CHICAGO (AP) — Republican presidential nominee Donald Trump's vow to promote in vitro fertilization by forcing health insurance companies or the federal government to pay for the treatments is at odds with the actions of much of his own party. Yet his surprising announcement Thursday reveals the former president's realization that GOP stances on abortion and reproductive rights could be huge liabilities for his chances of returning to the White House. Trump has quickly tried to reframe the narrative around those issues after Vice President Kamala Harris entered the presidential race.

Even before he made his coverage proposal, Trump had been promoting the idea that the Republican Party is a “leader” on IVF . That characterization is rejected by Democrats, who have seized on the common but expensive fertility treatment as another dimension of reproductive rights threatened by Republicans and a second Trump presidency. It's not just political partisans.
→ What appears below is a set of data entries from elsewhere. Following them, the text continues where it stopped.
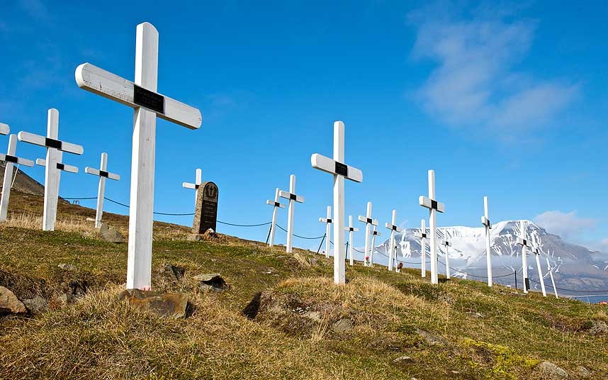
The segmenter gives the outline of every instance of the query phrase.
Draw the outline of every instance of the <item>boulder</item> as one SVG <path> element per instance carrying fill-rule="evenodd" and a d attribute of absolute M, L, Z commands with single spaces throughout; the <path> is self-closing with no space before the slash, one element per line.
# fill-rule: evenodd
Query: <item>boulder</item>
<path fill-rule="evenodd" d="M 126 300 L 140 310 L 174 318 L 186 317 L 188 298 L 187 293 L 159 294 L 140 289 L 128 289 L 118 296 L 119 300 Z"/>
<path fill-rule="evenodd" d="M 565 369 L 551 362 L 541 362 L 539 364 L 539 369 L 549 379 L 568 379 L 568 372 L 565 371 Z"/>
<path fill-rule="evenodd" d="M 126 242 L 125 237 L 118 232 L 118 230 L 107 223 L 101 223 L 101 227 L 99 228 L 99 238 L 109 242 L 117 244 Z"/>
<path fill-rule="evenodd" d="M 6 314 L 26 314 L 28 309 L 17 299 L 17 296 L 4 286 L 0 286 L 0 315 Z"/>
<path fill-rule="evenodd" d="M 47 300 L 40 296 L 36 296 L 30 299 L 24 299 L 23 305 L 26 306 L 30 311 L 30 314 L 32 315 L 40 314 L 43 311 L 46 311 L 49 307 Z"/>
<path fill-rule="evenodd" d="M 219 273 L 198 274 L 193 277 L 193 279 L 200 283 L 198 286 L 203 290 L 220 292 L 228 289 L 228 284 L 220 276 Z"/>

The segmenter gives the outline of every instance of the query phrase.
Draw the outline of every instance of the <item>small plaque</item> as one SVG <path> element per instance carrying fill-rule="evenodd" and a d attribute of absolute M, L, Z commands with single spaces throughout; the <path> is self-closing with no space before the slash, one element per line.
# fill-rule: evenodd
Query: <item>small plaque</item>
<path fill-rule="evenodd" d="M 336 162 L 336 174 L 339 176 L 349 177 L 349 167 L 342 162 Z"/>
<path fill-rule="evenodd" d="M 164 113 L 164 96 L 136 84 L 133 85 L 133 103 L 159 113 Z"/>
<path fill-rule="evenodd" d="M 61 150 L 61 141 L 52 138 L 45 138 L 45 146 L 54 147 Z"/>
“Republicans are not leaders on IVF,” said Katie Watson, a medical ethics professor at Northwestern’s Feinberg School of Medicine. “Some of them have posed a threat to IVF, and they’re currently trying to figure out how to be anti-abortion and pro-IVF, and there are internal inconsistencies and struggles there. It appears that the Republicans are careening to remedy the political damage that resulted from their own choices.

” Trump's proposal, which he announced without providing details, illustrates how reproduc.